Many homeowners are trapped in their first homes
Despite many second time buyers looking for the best
mortgage rates, several will be unable to move, particularly if they bought their first house in 2007.
New research by HSBC revealed that some 360,000 homeowners are trapped in their first homes after having their equity eroded by a seven per cent fall in the value of first time properties since then.
Being able to afford to get the best mortgage rates on a second home will be impossible for many second time buyers if they have not been saving in the meantime, HSBC suggested.
It revealed that the average first time buyer in 2007 would have put down a ten per cent deposit of £16,000, which has now been eroded by a seven per cent fall in property prices, leaving them with just £5,000 of their original deposit.
If the homeowners had been paying capital off their mortgage they should by now have paid some £11,000, giving them as much money as when they started and preventing them from moving up the ladder, particularly when associated costs are included.

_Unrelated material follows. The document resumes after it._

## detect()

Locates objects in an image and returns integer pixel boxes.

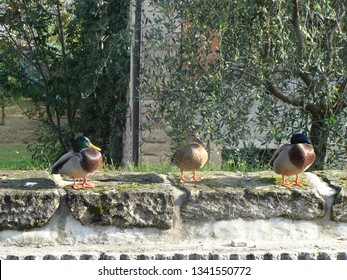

"These findings highlight the need to save or pay down an existing mortgage in order to fund that second step on the property ladder; first-time buyers can no longer rely on rising house prices to provide them with the deposit needed for their second purchase," said Pete Dockar, head of mortgages at HSBC.
He suggested that a way to counter that is to make overpayments on mortgages, to build up capital and increase the deposit available during the next house move.
However, additional research by HSBC has also revealed that housing a second child could cost as much as £60,000, as most parents move to accommodate a new child and that is the average difference in price between the average two and three bedroom house.